Introduction:
Logistic regression is a classification technique . Logistic Regression is more of statistical technique where this technique is used to predicting the probability of the binary responses. The response will be based on the one or more independent variable(s). Logistic Regression will helps to find a function between the dependent variable(This must be categorical variable) and independent variable(s) (This can be both categorical or continuous variable). The dependent variables will take only two possible values i,e 1 or 0, true or false, yes or no, Default or not Default.
Examples of Logistic Regression:
- Suppose we are interested in the factors that influence whether RCB will win an IPL in 2020 or not.
- A bank which typically receives thousands of applications for the new credit card. The applications contains several data like age, gender, annual salary and past credits and debits. So we need to categorize the people in two types like good credit people and bad credit people
Credits.Google
Table of contents:
- Understanding how Logistic Regression works
- Case study
- Implementation in python
- Understanding the python code
- Logistic Regression applications
Understanding how Logistic Regression works
In order to understand how logistic regression works. Let us first examine a hypothetical prediction model.
We have a historical data from past years about students in our class. The data contains maths score, physics score, activity score and final board exam score. Students come back to school for re - union after 6 years . Like we have the data about 12 years worth data. By this data we should predict whether the students are successful in life or not.
So first we have to see that the students graduating in this current year are going to be 6 years from now (by this we will only be considering whether they are successful in life or not ). By high school data we cannot predict or say that the students are successful in life or not but, for time being lets take this as example for understanding purpose and see how logistic regression actually works.
Consider the below fig 2 as our sample data
Sample Data Set
For the below sample data ( Ref : Fig 2) we will add Rohan in our data. Say Rohan scored 82 in maths, 80 in physics, 70 in activities and total board exam score is 500. For this data we will predict how successful Rohan will be in 6 years.
This type of problem is called with “Classification problem” where we have to classify an data point to say whether this data point belongs to successful or not. So, logistic regression is the best suited for this type of problems.
How logistic regression works
As I told before logistic regression is more of statistical technique and makes prediction using probability.
Understanding exactly what probability means (an overview )
0 = you are absolutely sure that this person is not going to successful in future.
1 = you are absolutely sure that this person is going to be successful in future.
Say we have the value above 0.5 then we are sure that the person will succeed. And say you predict the value i,e 0.8 means 80% confident that the person will succeed in the future.

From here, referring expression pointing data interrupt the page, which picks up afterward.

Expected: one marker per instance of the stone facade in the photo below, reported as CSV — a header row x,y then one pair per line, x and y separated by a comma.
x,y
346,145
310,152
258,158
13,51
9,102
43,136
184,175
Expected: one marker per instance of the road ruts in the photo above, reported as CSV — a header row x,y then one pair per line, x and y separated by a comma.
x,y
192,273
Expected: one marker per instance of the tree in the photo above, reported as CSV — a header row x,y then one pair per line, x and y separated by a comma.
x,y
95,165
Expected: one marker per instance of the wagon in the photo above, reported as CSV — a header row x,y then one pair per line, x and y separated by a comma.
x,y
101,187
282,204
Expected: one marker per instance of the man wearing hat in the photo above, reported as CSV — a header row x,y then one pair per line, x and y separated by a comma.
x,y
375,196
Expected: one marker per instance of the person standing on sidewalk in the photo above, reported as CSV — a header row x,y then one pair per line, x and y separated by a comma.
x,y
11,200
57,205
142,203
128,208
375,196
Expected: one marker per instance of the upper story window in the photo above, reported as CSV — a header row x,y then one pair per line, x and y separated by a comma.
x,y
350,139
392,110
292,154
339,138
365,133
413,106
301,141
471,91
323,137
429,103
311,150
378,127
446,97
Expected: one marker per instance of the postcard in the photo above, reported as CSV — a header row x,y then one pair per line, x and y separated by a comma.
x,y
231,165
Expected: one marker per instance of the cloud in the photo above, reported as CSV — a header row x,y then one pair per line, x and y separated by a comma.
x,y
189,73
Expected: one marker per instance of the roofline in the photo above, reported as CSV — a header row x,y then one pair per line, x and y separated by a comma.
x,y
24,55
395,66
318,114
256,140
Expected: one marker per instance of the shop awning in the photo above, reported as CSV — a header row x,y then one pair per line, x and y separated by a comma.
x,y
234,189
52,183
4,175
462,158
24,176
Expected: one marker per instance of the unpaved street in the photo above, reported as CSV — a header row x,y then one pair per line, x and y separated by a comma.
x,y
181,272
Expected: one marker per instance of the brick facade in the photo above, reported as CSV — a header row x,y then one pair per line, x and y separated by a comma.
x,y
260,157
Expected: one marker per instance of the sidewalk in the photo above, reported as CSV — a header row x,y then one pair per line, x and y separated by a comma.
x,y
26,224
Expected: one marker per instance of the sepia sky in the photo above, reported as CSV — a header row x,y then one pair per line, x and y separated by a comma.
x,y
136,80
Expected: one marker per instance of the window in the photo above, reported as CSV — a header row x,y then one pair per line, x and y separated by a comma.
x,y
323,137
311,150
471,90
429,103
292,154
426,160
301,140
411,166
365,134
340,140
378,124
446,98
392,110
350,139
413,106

If the value is below 0.5 then we can say that the person will not succeed in the future.
How does it makes this prediction?
By developing a model using training data.

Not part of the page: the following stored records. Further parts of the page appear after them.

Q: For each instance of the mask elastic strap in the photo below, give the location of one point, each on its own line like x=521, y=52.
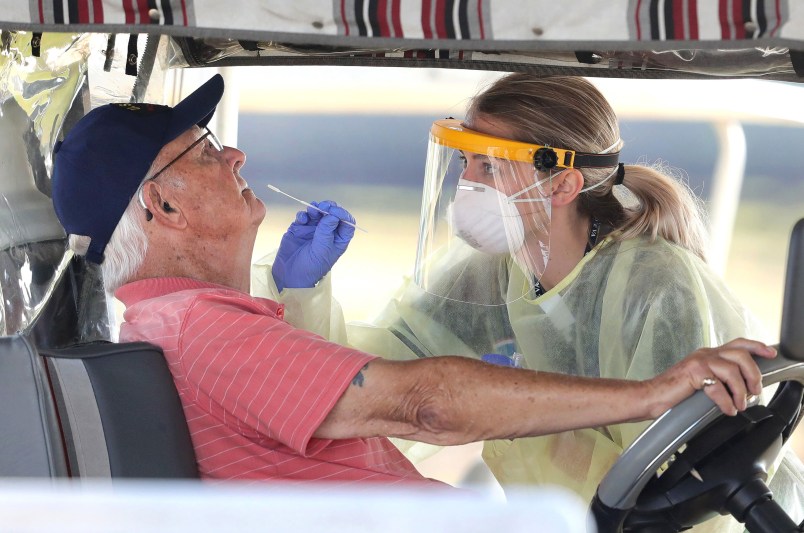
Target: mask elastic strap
x=512, y=199
x=618, y=171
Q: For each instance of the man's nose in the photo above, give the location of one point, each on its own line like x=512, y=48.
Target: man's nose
x=234, y=157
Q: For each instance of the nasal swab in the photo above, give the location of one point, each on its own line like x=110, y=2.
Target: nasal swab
x=314, y=207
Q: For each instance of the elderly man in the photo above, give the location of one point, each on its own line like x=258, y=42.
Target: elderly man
x=161, y=204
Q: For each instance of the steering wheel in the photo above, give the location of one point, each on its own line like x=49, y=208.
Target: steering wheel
x=693, y=463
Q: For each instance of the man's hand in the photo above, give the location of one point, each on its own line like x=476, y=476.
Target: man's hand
x=727, y=374
x=311, y=245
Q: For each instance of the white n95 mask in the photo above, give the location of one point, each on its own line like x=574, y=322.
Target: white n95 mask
x=485, y=219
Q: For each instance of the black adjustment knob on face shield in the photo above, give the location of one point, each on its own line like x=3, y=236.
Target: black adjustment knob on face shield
x=545, y=159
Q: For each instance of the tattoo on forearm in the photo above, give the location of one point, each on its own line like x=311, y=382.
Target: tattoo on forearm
x=359, y=377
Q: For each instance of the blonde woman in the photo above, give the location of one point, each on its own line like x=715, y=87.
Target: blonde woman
x=540, y=248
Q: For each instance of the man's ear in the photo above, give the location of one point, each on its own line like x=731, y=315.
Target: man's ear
x=163, y=210
x=567, y=186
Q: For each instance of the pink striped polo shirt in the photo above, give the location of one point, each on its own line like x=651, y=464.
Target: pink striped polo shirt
x=254, y=388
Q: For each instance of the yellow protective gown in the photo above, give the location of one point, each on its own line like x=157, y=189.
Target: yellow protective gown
x=630, y=309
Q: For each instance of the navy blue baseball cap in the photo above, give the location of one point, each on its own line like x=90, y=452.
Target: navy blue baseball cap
x=104, y=158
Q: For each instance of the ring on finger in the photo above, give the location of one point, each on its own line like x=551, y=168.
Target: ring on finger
x=706, y=382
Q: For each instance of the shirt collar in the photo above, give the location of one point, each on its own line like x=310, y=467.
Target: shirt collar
x=145, y=289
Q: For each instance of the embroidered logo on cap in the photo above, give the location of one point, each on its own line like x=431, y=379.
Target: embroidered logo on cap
x=139, y=108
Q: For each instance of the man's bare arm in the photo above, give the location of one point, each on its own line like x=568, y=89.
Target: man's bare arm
x=454, y=400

We have the scores (independent variables) and we also know that whether this person will succeed or not ( dependent variables). You will come up with one prediction and will see how our prediction align with our recorded data.
If you predicted 0.9 on Bhuvan and you are very near or close to the predictions and we can say that we have developed a pretty good model. You also predicted 0.4 on sagar, then your model is way off in predicting sagar is successful or not. Then we look into various models (not randomly) And we will find out which model will fits closely to our recorded data. The step by step by which we arrive at a model is called as “Model Selection”
After all these steps, then will plug into Rohan’s score ( we can include your whole class) into the model and splits the data between i,e number between 0 to 1. By looking at this if the probability value greater than 0.5 or more then we can predict that the Rohan is successful in his life or he is not successful.
Case study
Data Set Information:
The data is related with direct marketing campaigns of a Portuguese banking institution. The marketing campaigns were based on phone calls. Often, more than one contact to the same client was required, in order to access if the product (bank term deposit) would be ('yes') or not ('no') subscribed.
Data set download : https://github.com/heroorkrishna/Bank-ADDITIONAL
Bank data with all examples (41188) and 20 inputs, ordered by date (from May 2008 to November 2010), very close to the data analyzed in [Moro et al., 2014]
Source:
[Moro et al., 2014] S. Moro, P. Cortez and P. Rita. A Data-Driven Approach to Predict the Success of Bank Telemarketing. Decision Support Systems, Elsevier, 62:22-31, June 2014
Attributes Information:
Bank data details
Input variables
1. age - (numeric)
2. job - Type of job ( Categorical: ‘admin’ , ‘blue - collar’, ‘entrepreneur’, ‘housemaid’, ‘management’, ‘retired’, ‘self - employed’, ‘services’, ‘student’ , ‘technician’ , ‘unemployed’, ‘unknown’ )
3. martial - martial status ( Categorical : ‘divorced’, ‘married’, ‘single’, ‘unknown’ ,Note: ‘divorced’ means divorced or widowed)
4. education - (Categorical : ‘basic.4y’, ‘basic.6y’, ‘high school’, ‘illiterate’, ‘professional.course’,’university.degree’, ‘unknown’)
5. default - is credit has in default? ( categorical: ‘yes’, ‘no’, ‘unknown’)
6. housing: is housing has in loan ? ( categorical: ‘yes’ ,’no’, ‘unknown’)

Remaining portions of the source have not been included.